🤖 AI Summary
This work addresses the challenge that multimodal encoders (e.g., CLIP) rely heavily on massive image–text paired data, limiting their deployment in low-resource settings. To this end, we propose Cross-modal Similarity Alignment (CSA), a training-free, unimodal-to-multimodal semantic space mapping method. CSA requires only pre-trained unimodal encoders (e.g., ViT, BERT) and a minimal set of cross-modal samples—approximately 1/50,000 the scale of CLIP’s training data—and leverages similarity-preserving constraints coupled with cubic-complexity matrix decomposition to achieve efficient, parameter-free alignment. It avoids end-to-end fine-tuning and GPU-intensive training, and supports arbitrary modality pairs (e.g., image–text, LiDAR–text). Evaluated on ImageNet zero-shot classification and misleading news headline detection, CSA substantially outperforms CLIP and existing unimodal-to-multimodal mapping approaches, demonstrating strong generalization and practical utility in resource-constrained scenarios.
📝 Abstract
Multimodal encoders like CLIP excel in tasks such as zero-shot image classification and cross-modal retrieval. However, they require excessive training data. We propose canonical similarity analysis (CSA), which uses two unimodal encoders to replicate multimodal encoders using limited data. CSA maps unimodal features into a multimodal space, using a new similarity score to retain only the multimodal information. CSA only involves the inference of unimodal encoders and a cubic-complexity matrix decomposition, eliminating the need for extensive GPU-based model training.

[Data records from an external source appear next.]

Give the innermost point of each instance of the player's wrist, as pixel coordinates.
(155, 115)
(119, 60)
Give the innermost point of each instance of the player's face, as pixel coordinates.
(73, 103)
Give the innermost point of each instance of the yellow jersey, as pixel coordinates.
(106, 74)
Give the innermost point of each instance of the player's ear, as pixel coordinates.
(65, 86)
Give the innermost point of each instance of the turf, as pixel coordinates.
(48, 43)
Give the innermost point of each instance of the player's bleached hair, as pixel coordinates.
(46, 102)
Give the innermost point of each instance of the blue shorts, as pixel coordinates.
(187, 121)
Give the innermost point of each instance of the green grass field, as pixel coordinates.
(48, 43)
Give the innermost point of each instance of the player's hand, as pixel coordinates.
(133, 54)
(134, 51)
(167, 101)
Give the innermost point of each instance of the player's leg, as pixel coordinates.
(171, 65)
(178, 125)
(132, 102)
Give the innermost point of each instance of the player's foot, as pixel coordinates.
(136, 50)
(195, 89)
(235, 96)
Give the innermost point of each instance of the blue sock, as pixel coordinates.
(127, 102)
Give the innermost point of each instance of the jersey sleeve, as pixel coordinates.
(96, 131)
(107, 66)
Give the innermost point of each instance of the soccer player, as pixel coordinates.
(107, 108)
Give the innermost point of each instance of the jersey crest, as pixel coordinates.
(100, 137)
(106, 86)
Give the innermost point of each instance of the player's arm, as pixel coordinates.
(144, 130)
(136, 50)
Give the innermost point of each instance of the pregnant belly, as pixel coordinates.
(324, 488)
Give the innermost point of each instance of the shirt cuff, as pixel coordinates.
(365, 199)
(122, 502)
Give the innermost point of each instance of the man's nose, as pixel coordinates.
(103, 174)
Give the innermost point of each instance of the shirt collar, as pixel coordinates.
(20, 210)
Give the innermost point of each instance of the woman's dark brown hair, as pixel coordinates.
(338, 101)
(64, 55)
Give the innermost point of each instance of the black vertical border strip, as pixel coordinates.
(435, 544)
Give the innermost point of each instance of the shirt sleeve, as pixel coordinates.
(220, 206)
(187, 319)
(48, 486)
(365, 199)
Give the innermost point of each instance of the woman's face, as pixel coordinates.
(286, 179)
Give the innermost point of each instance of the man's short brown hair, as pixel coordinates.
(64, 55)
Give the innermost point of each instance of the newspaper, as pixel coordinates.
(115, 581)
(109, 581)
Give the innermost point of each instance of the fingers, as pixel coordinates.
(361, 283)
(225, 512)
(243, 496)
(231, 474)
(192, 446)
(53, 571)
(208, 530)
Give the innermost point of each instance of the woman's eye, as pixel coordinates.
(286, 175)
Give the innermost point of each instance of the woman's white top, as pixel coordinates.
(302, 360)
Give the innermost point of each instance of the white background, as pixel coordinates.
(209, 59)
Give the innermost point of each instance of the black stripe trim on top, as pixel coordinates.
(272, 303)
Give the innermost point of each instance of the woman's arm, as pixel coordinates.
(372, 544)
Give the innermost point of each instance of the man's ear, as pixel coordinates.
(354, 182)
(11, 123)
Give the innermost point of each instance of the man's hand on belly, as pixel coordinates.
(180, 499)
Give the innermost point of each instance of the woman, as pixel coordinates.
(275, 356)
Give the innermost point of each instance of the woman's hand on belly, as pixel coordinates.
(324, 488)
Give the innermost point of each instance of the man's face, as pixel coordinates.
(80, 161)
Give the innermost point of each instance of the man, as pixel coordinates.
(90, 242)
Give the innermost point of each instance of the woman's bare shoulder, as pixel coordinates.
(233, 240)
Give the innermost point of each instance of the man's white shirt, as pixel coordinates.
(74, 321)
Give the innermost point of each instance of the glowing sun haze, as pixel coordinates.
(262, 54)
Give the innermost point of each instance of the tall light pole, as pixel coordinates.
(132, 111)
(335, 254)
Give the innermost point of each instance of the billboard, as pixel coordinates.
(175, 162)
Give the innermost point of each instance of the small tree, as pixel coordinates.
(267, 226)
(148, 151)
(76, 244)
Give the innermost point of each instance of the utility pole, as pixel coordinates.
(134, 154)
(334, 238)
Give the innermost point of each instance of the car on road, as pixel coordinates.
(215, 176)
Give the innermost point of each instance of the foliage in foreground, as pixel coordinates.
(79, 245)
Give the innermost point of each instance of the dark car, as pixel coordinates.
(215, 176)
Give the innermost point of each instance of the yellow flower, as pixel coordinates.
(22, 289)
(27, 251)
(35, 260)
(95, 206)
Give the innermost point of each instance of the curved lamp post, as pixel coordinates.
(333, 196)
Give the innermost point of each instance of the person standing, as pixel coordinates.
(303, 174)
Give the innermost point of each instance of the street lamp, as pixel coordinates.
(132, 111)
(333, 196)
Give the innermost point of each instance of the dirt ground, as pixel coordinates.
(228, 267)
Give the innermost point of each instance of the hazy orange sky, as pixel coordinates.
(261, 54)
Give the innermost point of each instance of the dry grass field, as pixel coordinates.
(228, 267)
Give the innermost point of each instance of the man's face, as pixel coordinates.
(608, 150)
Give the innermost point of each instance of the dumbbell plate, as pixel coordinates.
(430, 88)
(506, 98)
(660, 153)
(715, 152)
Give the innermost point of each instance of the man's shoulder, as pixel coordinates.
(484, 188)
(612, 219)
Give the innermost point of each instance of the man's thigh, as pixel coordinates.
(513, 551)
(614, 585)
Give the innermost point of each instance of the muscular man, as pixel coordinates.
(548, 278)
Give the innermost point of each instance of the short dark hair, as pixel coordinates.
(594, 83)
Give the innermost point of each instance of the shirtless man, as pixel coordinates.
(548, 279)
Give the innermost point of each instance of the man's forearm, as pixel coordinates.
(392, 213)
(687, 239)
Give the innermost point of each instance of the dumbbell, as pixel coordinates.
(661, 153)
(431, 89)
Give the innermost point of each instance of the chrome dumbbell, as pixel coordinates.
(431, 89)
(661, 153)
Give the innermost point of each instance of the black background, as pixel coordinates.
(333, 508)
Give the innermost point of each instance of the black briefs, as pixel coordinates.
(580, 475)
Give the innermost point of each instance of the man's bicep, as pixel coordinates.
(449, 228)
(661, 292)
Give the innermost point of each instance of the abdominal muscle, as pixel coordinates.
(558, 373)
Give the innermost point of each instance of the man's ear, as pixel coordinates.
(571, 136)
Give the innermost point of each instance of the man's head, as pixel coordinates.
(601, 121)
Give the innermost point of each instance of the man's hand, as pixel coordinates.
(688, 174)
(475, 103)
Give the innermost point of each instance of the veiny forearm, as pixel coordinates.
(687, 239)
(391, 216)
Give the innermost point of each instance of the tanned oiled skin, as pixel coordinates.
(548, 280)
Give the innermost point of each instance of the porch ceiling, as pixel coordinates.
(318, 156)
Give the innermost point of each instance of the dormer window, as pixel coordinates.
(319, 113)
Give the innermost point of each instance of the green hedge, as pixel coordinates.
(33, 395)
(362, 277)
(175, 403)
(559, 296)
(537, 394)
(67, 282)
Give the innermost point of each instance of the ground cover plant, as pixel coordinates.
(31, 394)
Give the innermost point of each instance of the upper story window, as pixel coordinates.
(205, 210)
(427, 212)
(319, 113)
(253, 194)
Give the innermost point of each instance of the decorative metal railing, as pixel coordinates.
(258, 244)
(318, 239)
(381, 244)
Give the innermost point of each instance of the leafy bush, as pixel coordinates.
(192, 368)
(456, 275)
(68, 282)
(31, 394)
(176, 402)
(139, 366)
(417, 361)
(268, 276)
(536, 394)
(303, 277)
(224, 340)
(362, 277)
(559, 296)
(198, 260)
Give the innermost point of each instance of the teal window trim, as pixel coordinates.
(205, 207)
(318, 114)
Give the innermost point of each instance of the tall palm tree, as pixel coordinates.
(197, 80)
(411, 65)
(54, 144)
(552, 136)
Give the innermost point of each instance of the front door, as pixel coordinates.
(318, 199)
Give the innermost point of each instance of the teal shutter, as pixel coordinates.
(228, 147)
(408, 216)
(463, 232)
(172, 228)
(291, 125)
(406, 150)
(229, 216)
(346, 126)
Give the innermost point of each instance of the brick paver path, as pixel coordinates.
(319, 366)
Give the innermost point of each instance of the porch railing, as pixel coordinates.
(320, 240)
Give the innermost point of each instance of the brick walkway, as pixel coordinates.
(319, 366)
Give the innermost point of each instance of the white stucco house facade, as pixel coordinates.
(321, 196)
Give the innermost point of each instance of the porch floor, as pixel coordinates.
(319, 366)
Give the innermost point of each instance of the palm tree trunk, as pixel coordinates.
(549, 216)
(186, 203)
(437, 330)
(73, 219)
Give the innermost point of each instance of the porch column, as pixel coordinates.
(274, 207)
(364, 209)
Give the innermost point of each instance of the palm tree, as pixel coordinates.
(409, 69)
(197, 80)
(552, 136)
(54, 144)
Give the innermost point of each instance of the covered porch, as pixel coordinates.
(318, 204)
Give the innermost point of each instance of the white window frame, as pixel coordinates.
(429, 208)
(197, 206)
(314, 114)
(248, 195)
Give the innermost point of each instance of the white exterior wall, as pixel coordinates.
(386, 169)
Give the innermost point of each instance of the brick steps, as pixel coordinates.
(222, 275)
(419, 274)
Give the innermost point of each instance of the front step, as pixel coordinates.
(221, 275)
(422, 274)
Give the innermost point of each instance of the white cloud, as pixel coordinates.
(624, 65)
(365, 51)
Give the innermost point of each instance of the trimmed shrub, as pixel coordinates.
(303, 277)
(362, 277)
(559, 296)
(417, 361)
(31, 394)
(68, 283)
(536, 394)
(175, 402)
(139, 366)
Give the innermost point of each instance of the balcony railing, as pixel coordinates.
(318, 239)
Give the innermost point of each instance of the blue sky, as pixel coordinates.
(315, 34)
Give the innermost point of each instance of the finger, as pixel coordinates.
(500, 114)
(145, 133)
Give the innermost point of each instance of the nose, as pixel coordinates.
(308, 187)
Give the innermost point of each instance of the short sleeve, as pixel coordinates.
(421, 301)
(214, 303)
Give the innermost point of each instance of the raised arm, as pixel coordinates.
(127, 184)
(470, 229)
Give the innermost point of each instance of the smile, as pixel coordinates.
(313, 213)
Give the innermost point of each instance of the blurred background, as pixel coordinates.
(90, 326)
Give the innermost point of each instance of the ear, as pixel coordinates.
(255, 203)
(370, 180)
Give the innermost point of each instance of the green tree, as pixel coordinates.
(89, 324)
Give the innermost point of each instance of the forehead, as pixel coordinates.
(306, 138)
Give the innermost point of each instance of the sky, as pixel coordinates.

Experiments show that CSA outperforms CLIP while requiring $50,000 imes$ fewer multimodal data pairs to bridge the modalities given pre-trained unimodal encoders on ImageNet classification and misinformative news caption detection. CSA surpasses the state-of-the-art method to map unimodal features to multimodal features. We also demonstrate the ability of CSA with modalities beyond image and text, paving the way for future modality pairs with limited paired multimodal data but abundant unpaired unimodal data, such as lidar and text.